Faith
I have a friend in the south of England who is currently going through his third session of chemotherapy for abdominal cancer. My friend is a Christian. He really believes. He has faith.
My Buddy is super-smart, in fact he is a medical doctor and one of the top world recognized specialists in leukemia research. He has an extremely analytical mind. Yet he still believes in talking snakes, spontaneous combustion of bushes, completely virgin women getting pregnant, and reanimation after your body has had a couple of days in the warm climate of the middle east to rot. Go figure.
Yesterday a couple of old geezers rang the doorbell. Before they even opened their mouths I knew they were religious fanatic Christians. I immediately explained that I didn’t want them hassling me with their religious beliefs. We had a nice rational conversation about roll down shutters for windows. Then just as they were leaving they tried one more time to get me to take their brochure. Just like bulldogs, but kind of nice even so.
I really don’t get it. I was raised as a Christian. I was baptized, went to bible school, got confirmed, and wore the long black dress and helped the pastor in the services on Sunday. The pastor didn’t even try anything perverted or weird with me. But he sure liked to swig down the holy wine, getting himself in the proper mood before the Sunday services. Later in life I was re-born. I attended the services complete with the good looking young pastor playing the guitar and singing. It was nice.

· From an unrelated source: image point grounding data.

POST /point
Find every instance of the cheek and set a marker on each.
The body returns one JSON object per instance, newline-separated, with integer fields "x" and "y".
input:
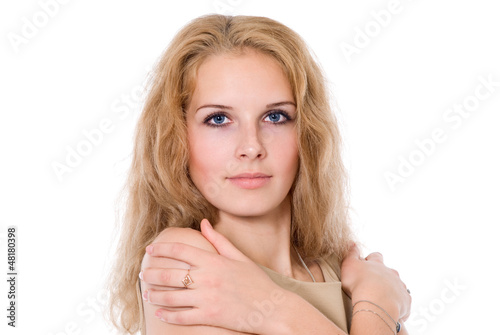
{"x": 206, "y": 157}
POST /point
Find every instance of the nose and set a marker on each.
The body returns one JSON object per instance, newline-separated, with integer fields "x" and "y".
{"x": 250, "y": 144}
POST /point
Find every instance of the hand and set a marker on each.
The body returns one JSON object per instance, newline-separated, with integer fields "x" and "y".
{"x": 229, "y": 290}
{"x": 369, "y": 279}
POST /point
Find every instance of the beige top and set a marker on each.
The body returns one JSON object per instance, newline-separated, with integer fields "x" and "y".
{"x": 328, "y": 297}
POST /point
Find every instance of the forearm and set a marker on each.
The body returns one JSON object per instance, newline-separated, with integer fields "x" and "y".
{"x": 295, "y": 316}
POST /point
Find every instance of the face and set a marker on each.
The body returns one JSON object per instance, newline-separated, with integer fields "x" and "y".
{"x": 242, "y": 139}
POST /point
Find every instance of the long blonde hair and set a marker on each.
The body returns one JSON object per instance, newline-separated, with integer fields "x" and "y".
{"x": 160, "y": 191}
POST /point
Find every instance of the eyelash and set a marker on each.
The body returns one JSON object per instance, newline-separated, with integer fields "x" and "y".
{"x": 275, "y": 111}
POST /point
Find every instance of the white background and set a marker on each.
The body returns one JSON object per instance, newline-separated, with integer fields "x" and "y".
{"x": 81, "y": 65}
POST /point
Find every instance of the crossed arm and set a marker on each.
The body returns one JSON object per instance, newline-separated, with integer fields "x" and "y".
{"x": 227, "y": 282}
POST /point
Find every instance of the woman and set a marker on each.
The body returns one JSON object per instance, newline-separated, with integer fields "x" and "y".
{"x": 237, "y": 129}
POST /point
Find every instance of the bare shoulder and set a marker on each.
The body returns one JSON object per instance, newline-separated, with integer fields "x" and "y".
{"x": 186, "y": 236}
{"x": 153, "y": 325}
{"x": 180, "y": 235}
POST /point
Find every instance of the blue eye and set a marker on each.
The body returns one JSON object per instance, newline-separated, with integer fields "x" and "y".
{"x": 219, "y": 119}
{"x": 216, "y": 120}
{"x": 277, "y": 117}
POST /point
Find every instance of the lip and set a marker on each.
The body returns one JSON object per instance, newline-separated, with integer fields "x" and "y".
{"x": 250, "y": 181}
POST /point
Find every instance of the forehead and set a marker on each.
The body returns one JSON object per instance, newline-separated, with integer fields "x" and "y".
{"x": 246, "y": 76}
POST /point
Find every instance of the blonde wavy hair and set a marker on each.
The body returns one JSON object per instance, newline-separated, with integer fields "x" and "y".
{"x": 160, "y": 191}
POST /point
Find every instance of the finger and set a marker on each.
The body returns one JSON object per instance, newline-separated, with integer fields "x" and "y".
{"x": 164, "y": 277}
{"x": 180, "y": 251}
{"x": 375, "y": 256}
{"x": 354, "y": 252}
{"x": 170, "y": 298}
{"x": 220, "y": 242}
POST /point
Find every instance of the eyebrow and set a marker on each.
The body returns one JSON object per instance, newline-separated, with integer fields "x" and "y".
{"x": 273, "y": 105}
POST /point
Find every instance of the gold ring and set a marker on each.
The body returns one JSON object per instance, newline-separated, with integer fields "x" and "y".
{"x": 187, "y": 280}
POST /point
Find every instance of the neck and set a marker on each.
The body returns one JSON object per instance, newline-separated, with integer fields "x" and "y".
{"x": 264, "y": 239}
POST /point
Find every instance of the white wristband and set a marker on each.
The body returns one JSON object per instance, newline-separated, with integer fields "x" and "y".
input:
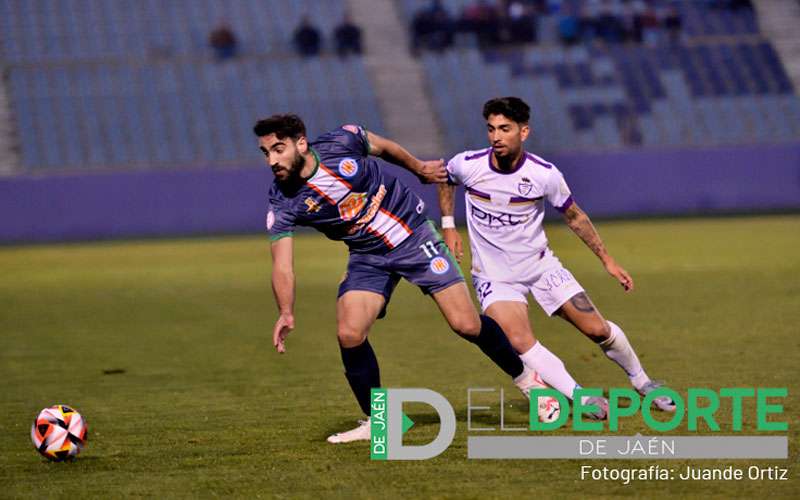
{"x": 448, "y": 222}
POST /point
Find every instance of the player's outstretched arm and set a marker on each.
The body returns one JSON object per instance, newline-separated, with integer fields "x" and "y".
{"x": 431, "y": 171}
{"x": 579, "y": 222}
{"x": 447, "y": 207}
{"x": 283, "y": 288}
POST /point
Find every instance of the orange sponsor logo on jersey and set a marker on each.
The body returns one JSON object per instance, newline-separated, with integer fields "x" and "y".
{"x": 374, "y": 206}
{"x": 351, "y": 206}
{"x": 348, "y": 167}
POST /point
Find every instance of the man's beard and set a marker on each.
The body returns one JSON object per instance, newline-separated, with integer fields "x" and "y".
{"x": 294, "y": 178}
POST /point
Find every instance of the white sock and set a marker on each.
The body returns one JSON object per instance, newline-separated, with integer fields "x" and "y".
{"x": 619, "y": 350}
{"x": 550, "y": 368}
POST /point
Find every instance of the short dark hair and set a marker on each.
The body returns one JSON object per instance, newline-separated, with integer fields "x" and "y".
{"x": 282, "y": 126}
{"x": 512, "y": 108}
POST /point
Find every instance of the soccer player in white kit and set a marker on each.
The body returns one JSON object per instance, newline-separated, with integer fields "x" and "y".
{"x": 506, "y": 188}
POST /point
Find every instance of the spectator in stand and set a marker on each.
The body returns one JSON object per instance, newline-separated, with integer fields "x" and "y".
{"x": 638, "y": 9}
{"x": 480, "y": 18}
{"x": 589, "y": 15}
{"x": 673, "y": 22}
{"x": 347, "y": 37}
{"x": 609, "y": 21}
{"x": 651, "y": 34}
{"x": 223, "y": 41}
{"x": 569, "y": 28}
{"x": 521, "y": 22}
{"x": 432, "y": 28}
{"x": 307, "y": 39}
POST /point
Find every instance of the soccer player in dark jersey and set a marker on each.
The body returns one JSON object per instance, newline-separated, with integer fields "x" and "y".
{"x": 334, "y": 186}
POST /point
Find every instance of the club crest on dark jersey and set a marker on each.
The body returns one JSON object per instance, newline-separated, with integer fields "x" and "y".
{"x": 348, "y": 167}
{"x": 524, "y": 186}
{"x": 439, "y": 265}
{"x": 311, "y": 205}
{"x": 351, "y": 206}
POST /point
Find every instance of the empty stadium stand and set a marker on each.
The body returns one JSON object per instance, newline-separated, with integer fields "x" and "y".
{"x": 143, "y": 89}
{"x": 723, "y": 83}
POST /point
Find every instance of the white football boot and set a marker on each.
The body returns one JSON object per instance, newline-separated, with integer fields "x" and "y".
{"x": 663, "y": 403}
{"x": 548, "y": 407}
{"x": 360, "y": 433}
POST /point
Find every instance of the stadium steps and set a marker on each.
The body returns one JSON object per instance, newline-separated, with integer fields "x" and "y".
{"x": 778, "y": 21}
{"x": 397, "y": 78}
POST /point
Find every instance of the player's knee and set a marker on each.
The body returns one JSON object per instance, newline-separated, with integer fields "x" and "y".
{"x": 598, "y": 330}
{"x": 350, "y": 337}
{"x": 466, "y": 326}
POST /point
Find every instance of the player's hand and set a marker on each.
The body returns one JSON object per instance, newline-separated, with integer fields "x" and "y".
{"x": 620, "y": 274}
{"x": 452, "y": 239}
{"x": 432, "y": 172}
{"x": 283, "y": 326}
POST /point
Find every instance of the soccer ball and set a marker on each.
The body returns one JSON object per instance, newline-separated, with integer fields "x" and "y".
{"x": 59, "y": 433}
{"x": 549, "y": 409}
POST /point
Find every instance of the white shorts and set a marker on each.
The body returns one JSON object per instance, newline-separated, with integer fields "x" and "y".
{"x": 551, "y": 285}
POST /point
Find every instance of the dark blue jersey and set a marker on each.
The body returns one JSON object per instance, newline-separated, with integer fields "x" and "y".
{"x": 348, "y": 197}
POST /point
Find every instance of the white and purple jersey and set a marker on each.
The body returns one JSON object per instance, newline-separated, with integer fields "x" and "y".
{"x": 505, "y": 211}
{"x": 348, "y": 197}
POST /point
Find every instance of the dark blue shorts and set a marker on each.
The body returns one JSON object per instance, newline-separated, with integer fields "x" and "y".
{"x": 423, "y": 259}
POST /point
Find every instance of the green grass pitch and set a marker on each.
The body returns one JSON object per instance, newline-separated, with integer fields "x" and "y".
{"x": 205, "y": 407}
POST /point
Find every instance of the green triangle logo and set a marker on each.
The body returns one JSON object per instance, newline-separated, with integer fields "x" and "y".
{"x": 407, "y": 423}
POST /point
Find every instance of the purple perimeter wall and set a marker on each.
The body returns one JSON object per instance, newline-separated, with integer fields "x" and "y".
{"x": 197, "y": 201}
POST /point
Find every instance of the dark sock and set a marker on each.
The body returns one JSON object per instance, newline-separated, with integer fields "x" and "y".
{"x": 361, "y": 370}
{"x": 494, "y": 343}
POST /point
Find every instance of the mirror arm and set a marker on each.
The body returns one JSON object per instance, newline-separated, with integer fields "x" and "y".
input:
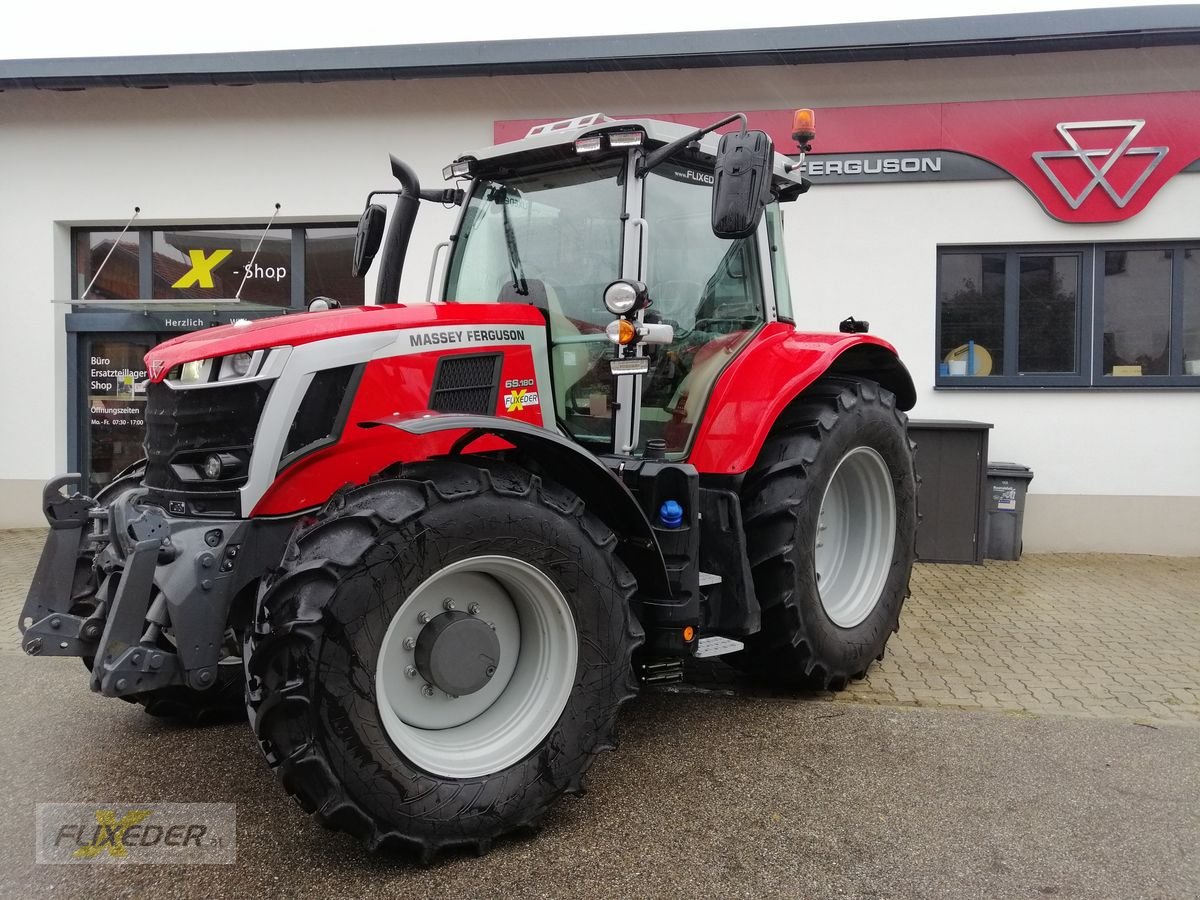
{"x": 665, "y": 153}
{"x": 454, "y": 196}
{"x": 400, "y": 229}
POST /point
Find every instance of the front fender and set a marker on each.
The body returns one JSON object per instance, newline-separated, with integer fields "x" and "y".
{"x": 574, "y": 468}
{"x": 778, "y": 366}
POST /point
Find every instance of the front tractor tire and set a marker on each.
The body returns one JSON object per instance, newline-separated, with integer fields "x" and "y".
{"x": 831, "y": 517}
{"x": 442, "y": 655}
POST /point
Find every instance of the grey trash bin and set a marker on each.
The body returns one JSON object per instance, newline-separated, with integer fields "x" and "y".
{"x": 1007, "y": 486}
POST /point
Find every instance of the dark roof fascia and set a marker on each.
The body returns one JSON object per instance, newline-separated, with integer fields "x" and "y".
{"x": 859, "y": 42}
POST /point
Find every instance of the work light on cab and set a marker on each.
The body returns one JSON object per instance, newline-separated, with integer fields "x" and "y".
{"x": 611, "y": 141}
{"x": 623, "y": 297}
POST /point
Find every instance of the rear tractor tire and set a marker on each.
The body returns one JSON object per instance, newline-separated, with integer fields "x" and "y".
{"x": 831, "y": 517}
{"x": 442, "y": 655}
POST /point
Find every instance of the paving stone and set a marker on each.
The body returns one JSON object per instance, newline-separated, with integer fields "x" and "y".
{"x": 1099, "y": 635}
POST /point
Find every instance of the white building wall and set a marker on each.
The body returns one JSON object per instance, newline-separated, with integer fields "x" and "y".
{"x": 1114, "y": 471}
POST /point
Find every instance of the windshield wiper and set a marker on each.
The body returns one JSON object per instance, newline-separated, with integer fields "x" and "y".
{"x": 510, "y": 239}
{"x": 665, "y": 153}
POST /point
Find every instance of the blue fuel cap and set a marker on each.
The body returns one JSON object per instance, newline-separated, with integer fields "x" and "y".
{"x": 671, "y": 514}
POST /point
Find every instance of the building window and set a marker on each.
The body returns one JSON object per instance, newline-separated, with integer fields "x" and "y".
{"x": 1069, "y": 316}
{"x": 215, "y": 263}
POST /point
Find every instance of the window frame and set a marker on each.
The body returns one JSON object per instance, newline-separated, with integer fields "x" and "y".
{"x": 1089, "y": 319}
{"x": 1175, "y": 355}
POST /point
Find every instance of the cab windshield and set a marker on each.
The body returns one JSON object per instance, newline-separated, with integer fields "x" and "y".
{"x": 552, "y": 240}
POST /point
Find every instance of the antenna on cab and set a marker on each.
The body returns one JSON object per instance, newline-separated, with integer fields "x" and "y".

After my father died in my late 20’s I was sure that some form of life after death existed. Not the simpleton Christian kind with angels flying around from cloud to cloud strumming their harps. More of an enormously wise and kind, super intelligence.
At age 60 I now have incurable leukemia.
As I have gotten older and have seen a bit of the world, I have gotten more honest and willing to speak my mind. I think that organized religion is one of the most horrible and evil things ever to afflict homo sapiens. It has been responsible for more suffering and wars than anything I can think of.
Several of my older relatives (who are now dead) were somewhat distressed as they approached death because they had “lost their faith.” Not me. I am delighted that I am approaching this last chapter with a completely open mind and analytically. Honestly. Lets face it: Mother Teresa admitted to Pope John Paul that she hadn’t believed in any of that religious crap for many, many years. But she still did wonderful things for humanity.
I’ll bet that down deep Barack Obama doesn’t believe many of those fairy tales either. I think I have some really fine company in this final journey.